Seeking to constantly evolve Brioni’s sartorial codes is a mission for Norbert Stumpfl,  who outdid himself with the spring collection for the brand, an ode to its Italian tailors in Penne.

The serene garden nestled behind the façade of the stately 18th century Palazzo Borromeo D’Adda was the ideal setting for the presentation — the soft light of a cloudy Milanese day emphasized the new watercolor palette of a cashmere, silk and linen suit. Stumpfl said proudly that four of his team of eight are dedicated just to fabric research and development and that 70 percent of the cloths employed by Brioni are exclusive, coming from Italian, English and Japanese mills.

To be sure, the fabrics are always distinctive, and the extra-fine wool of the new double-breasted suit Stumpfl himself was wearing was almost weightless. A double splittable silk shantung suit in azure was worn over a beige knitted evening shirt and looked remarkable. A seersucker suit with a herringbone texture and mother-of-pearl buttons was also a standout.

This season, pants were more high-waisted, for a longer silhouette, and larger lapels added more volume to the breezy looks. An elasticized waist on pants under shirts in the same material as the suit conveyed an easy look that telegraphed comfort. A windbreaker in technical silk with leather details and a crocodile jacket were all about luxury.

The skill of Brioni’s tailors also stood out in the eveningwear segment, as 10,000 hand-embroidered knots made with glass beads and threads of yarns embellished a shantung jacket.

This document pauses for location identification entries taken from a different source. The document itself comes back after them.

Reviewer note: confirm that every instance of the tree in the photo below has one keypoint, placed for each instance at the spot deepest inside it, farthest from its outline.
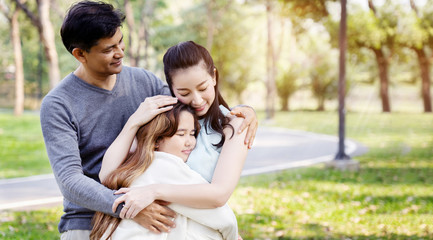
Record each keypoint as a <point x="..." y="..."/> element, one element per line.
<point x="378" y="35"/>
<point x="12" y="17"/>
<point x="271" y="59"/>
<point x="324" y="84"/>
<point x="416" y="31"/>
<point x="139" y="34"/>
<point x="286" y="84"/>
<point x="41" y="20"/>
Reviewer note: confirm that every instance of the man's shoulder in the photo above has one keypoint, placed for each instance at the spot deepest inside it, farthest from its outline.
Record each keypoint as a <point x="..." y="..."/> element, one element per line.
<point x="137" y="71"/>
<point x="140" y="76"/>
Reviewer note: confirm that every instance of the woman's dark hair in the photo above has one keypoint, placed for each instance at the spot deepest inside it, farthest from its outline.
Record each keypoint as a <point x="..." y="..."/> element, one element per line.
<point x="189" y="54"/>
<point x="87" y="22"/>
<point x="163" y="125"/>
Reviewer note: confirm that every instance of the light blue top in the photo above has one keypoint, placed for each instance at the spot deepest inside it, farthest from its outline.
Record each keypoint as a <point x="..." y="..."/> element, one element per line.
<point x="204" y="157"/>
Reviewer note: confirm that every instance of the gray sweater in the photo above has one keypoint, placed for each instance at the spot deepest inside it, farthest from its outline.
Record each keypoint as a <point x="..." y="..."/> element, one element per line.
<point x="79" y="122"/>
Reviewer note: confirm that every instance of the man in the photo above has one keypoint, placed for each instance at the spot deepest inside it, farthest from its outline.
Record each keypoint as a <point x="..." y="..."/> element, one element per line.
<point x="83" y="115"/>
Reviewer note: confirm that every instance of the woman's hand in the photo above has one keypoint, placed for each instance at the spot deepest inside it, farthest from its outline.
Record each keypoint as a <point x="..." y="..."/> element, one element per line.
<point x="250" y="121"/>
<point x="134" y="199"/>
<point x="151" y="107"/>
<point x="157" y="217"/>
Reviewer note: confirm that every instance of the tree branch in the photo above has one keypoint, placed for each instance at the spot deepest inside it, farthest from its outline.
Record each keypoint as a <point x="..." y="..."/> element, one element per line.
<point x="372" y="7"/>
<point x="33" y="18"/>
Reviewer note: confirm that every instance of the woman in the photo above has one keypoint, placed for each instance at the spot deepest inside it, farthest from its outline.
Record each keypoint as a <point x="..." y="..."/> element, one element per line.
<point x="220" y="152"/>
<point x="164" y="145"/>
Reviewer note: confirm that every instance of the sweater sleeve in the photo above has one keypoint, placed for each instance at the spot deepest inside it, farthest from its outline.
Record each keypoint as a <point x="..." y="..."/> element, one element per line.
<point x="61" y="141"/>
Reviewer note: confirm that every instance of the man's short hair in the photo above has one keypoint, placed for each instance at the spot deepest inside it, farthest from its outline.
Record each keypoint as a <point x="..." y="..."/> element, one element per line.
<point x="87" y="22"/>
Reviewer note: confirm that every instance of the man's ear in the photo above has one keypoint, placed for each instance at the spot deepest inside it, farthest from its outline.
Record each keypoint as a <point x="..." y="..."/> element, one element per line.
<point x="78" y="53"/>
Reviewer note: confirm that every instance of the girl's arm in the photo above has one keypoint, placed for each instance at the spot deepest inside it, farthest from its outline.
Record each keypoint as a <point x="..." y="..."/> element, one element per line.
<point x="119" y="149"/>
<point x="215" y="194"/>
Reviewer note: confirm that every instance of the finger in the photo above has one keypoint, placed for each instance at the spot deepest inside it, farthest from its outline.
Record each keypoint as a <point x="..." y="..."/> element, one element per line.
<point x="168" y="212"/>
<point x="163" y="109"/>
<point x="249" y="137"/>
<point x="162" y="202"/>
<point x="154" y="229"/>
<point x="134" y="213"/>
<point x="245" y="123"/>
<point x="122" y="190"/>
<point x="117" y="202"/>
<point x="237" y="113"/>
<point x="123" y="212"/>
<point x="253" y="136"/>
<point x="164" y="224"/>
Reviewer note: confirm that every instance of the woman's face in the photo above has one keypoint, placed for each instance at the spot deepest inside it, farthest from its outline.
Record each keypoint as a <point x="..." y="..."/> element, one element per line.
<point x="183" y="142"/>
<point x="194" y="86"/>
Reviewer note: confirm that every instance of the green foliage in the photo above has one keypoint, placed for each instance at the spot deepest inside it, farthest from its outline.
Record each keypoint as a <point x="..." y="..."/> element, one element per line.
<point x="287" y="84"/>
<point x="22" y="149"/>
<point x="389" y="198"/>
<point x="30" y="225"/>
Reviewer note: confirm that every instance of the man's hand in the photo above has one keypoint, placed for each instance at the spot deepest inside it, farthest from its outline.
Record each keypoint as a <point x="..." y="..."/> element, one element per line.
<point x="250" y="121"/>
<point x="157" y="217"/>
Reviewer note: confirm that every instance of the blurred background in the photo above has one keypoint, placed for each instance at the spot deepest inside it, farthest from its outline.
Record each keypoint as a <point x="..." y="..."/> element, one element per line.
<point x="271" y="54"/>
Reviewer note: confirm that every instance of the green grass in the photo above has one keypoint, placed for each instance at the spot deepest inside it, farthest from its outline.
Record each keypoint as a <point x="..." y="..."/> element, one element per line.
<point x="22" y="149"/>
<point x="391" y="197"/>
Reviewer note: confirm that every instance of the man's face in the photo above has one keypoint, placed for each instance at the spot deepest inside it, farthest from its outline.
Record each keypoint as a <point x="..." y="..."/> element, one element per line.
<point x="105" y="58"/>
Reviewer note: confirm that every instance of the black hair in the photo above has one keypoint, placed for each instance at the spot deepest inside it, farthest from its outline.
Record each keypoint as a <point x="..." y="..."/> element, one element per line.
<point x="87" y="22"/>
<point x="189" y="54"/>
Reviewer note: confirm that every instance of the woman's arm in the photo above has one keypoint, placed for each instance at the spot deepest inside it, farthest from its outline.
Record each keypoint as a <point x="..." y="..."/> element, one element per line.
<point x="119" y="149"/>
<point x="215" y="194"/>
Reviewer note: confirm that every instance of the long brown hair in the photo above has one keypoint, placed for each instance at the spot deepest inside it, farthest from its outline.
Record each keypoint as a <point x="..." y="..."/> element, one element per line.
<point x="189" y="54"/>
<point x="163" y="125"/>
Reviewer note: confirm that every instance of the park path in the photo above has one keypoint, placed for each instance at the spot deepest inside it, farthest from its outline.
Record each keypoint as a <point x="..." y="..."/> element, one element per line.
<point x="274" y="149"/>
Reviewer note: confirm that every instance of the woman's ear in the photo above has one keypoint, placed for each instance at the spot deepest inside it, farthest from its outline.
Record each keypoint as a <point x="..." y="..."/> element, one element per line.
<point x="78" y="53"/>
<point x="214" y="76"/>
<point x="157" y="143"/>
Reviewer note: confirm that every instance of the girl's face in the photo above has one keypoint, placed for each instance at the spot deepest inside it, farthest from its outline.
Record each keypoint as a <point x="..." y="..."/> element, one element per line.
<point x="183" y="142"/>
<point x="194" y="86"/>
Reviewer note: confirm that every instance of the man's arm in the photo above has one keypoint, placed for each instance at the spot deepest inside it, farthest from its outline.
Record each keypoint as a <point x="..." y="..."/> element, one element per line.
<point x="61" y="141"/>
<point x="119" y="149"/>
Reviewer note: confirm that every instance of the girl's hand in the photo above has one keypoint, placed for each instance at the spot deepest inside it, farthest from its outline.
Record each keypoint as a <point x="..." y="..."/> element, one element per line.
<point x="250" y="121"/>
<point x="135" y="200"/>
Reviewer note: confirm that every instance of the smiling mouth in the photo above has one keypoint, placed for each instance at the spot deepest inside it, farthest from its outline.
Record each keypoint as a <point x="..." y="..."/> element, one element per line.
<point x="201" y="108"/>
<point x="187" y="152"/>
<point x="117" y="63"/>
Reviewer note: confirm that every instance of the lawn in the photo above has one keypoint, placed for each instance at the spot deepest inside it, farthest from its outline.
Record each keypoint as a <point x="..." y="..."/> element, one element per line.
<point x="391" y="197"/>
<point x="22" y="149"/>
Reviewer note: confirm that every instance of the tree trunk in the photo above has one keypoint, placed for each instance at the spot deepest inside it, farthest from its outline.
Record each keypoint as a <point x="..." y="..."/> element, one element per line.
<point x="48" y="40"/>
<point x="129" y="13"/>
<point x="425" y="76"/>
<point x="320" y="104"/>
<point x="285" y="104"/>
<point x="210" y="24"/>
<point x="19" y="70"/>
<point x="382" y="64"/>
<point x="143" y="32"/>
<point x="270" y="65"/>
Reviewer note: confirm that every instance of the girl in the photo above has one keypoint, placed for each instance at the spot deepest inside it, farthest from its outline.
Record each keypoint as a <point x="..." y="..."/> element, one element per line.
<point x="220" y="152"/>
<point x="164" y="145"/>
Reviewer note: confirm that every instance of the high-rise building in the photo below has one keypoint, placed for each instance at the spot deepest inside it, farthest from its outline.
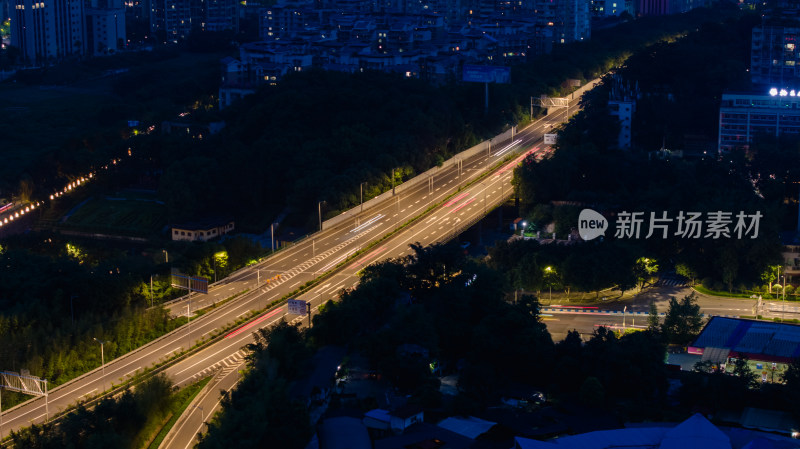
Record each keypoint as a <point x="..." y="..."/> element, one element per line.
<point x="221" y="15"/>
<point x="171" y="20"/>
<point x="48" y="30"/>
<point x="105" y="27"/>
<point x="743" y="116"/>
<point x="774" y="56"/>
<point x="569" y="20"/>
<point x="105" y="30"/>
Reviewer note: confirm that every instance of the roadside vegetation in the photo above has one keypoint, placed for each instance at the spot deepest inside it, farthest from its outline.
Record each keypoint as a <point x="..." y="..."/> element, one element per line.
<point x="588" y="171"/>
<point x="273" y="153"/>
<point x="132" y="420"/>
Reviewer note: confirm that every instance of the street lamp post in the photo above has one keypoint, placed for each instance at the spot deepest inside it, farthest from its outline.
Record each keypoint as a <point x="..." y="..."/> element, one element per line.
<point x="72" y="310"/>
<point x="202" y="417"/>
<point x="783" y="291"/>
<point x="361" y="189"/>
<point x="102" y="359"/>
<point x="624" y="309"/>
<point x="319" y="211"/>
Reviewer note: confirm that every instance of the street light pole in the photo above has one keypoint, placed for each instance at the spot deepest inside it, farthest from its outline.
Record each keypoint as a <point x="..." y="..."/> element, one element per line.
<point x="319" y="211"/>
<point x="72" y="310"/>
<point x="783" y="290"/>
<point x="361" y="188"/>
<point x="102" y="359"/>
<point x="624" y="309"/>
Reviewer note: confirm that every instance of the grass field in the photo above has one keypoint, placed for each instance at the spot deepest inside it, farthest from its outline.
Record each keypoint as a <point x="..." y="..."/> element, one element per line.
<point x="122" y="214"/>
<point x="64" y="118"/>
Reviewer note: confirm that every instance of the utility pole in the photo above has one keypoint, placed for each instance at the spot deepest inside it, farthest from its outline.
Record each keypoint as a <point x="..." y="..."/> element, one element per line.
<point x="72" y="310"/>
<point x="102" y="359"/>
<point x="361" y="188"/>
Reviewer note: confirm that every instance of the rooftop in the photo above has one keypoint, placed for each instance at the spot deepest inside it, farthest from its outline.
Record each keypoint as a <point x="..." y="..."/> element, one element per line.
<point x="756" y="339"/>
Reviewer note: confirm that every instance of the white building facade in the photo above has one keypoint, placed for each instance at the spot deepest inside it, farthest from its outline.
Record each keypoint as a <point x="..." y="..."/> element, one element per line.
<point x="742" y="116"/>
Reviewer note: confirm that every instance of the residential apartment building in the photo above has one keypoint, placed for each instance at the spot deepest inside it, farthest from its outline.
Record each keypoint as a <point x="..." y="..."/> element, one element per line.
<point x="427" y="39"/>
<point x="775" y="57"/>
<point x="742" y="116"/>
<point x="663" y="7"/>
<point x="105" y="27"/>
<point x="48" y="30"/>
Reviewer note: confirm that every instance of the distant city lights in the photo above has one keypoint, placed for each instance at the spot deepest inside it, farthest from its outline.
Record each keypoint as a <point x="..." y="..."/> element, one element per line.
<point x="782" y="92"/>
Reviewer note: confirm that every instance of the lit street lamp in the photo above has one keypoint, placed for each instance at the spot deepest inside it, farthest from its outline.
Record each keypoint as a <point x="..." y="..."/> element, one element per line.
<point x="550" y="271"/>
<point x="361" y="188"/>
<point x="102" y="359"/>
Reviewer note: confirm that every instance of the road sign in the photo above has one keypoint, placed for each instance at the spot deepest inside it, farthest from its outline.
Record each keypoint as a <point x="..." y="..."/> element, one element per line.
<point x="486" y="74"/>
<point x="297" y="307"/>
<point x="191" y="283"/>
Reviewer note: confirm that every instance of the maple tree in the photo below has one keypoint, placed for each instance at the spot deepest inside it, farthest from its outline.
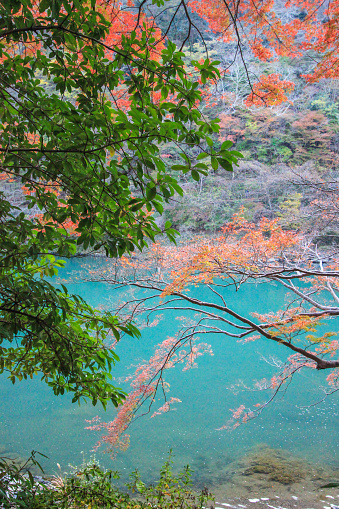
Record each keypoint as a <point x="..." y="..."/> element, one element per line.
<point x="244" y="252"/>
<point x="90" y="92"/>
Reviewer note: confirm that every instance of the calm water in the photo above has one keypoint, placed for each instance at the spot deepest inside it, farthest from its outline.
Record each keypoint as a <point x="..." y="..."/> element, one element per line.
<point x="32" y="418"/>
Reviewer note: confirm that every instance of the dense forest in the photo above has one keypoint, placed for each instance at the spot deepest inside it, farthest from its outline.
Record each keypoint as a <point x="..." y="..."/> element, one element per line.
<point x="125" y="126"/>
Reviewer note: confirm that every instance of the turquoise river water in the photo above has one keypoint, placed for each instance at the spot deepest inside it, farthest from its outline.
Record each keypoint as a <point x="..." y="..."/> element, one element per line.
<point x="33" y="418"/>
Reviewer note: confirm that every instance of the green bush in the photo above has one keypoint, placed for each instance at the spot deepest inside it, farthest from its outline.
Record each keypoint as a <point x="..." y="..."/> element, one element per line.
<point x="91" y="487"/>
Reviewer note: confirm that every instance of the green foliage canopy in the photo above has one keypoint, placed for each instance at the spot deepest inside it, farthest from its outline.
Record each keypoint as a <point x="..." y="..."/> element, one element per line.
<point x="88" y="160"/>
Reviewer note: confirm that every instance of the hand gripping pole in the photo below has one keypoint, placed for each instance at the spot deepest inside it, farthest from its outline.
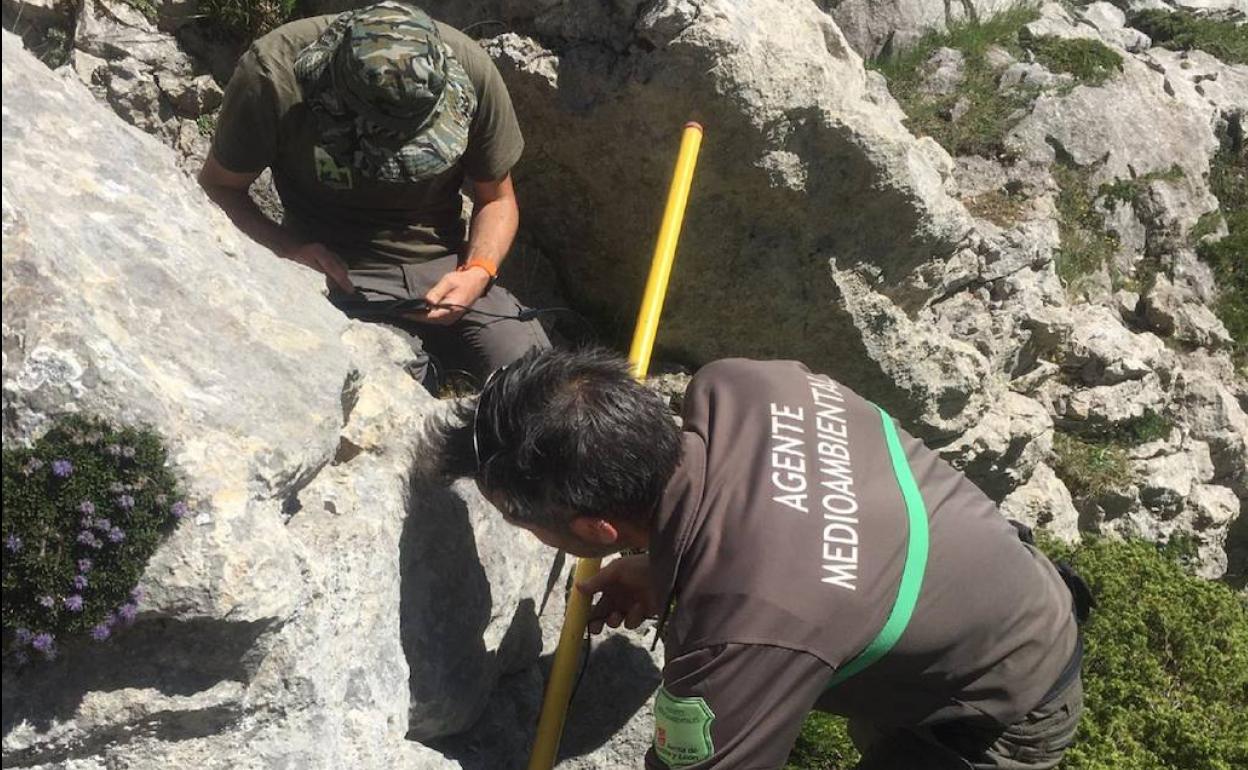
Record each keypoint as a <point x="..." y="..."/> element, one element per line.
<point x="554" y="705"/>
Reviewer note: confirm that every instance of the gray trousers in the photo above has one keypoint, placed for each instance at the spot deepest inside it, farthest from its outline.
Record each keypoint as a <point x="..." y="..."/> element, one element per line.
<point x="1037" y="741"/>
<point x="476" y="345"/>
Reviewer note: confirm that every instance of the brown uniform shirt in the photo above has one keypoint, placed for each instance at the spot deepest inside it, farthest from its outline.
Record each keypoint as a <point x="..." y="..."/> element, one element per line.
<point x="781" y="539"/>
<point x="263" y="122"/>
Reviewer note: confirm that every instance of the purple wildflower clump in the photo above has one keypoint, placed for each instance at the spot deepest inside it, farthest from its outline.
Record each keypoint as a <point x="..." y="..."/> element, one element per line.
<point x="44" y="643"/>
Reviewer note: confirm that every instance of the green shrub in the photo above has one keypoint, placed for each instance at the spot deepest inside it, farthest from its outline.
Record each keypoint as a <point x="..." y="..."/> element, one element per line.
<point x="1165" y="669"/>
<point x="1090" y="61"/>
<point x="1183" y="31"/>
<point x="84" y="509"/>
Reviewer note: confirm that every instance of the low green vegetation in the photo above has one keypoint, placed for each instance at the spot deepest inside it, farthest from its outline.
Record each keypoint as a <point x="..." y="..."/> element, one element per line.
<point x="1228" y="257"/>
<point x="984" y="115"/>
<point x="84" y="509"/>
<point x="975" y="117"/>
<point x="1086" y="247"/>
<point x="1090" y="468"/>
<point x="1184" y="31"/>
<point x="1165" y="670"/>
<point x="248" y="19"/>
<point x="1090" y="61"/>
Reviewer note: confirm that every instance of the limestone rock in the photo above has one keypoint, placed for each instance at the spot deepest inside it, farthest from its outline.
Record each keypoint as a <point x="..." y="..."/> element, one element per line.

Brioni next year will mark its 80th anniversary and part of the installation paid tribute to the brand’s first menswear fashion show at the Sala Bianca in Florence. A number of male and female mannequins wearing white suits — bianca means white in Italian — lounged on the grass, reading or appearing to chat amicably — the ultimate luxury as green stains were simply not a concern.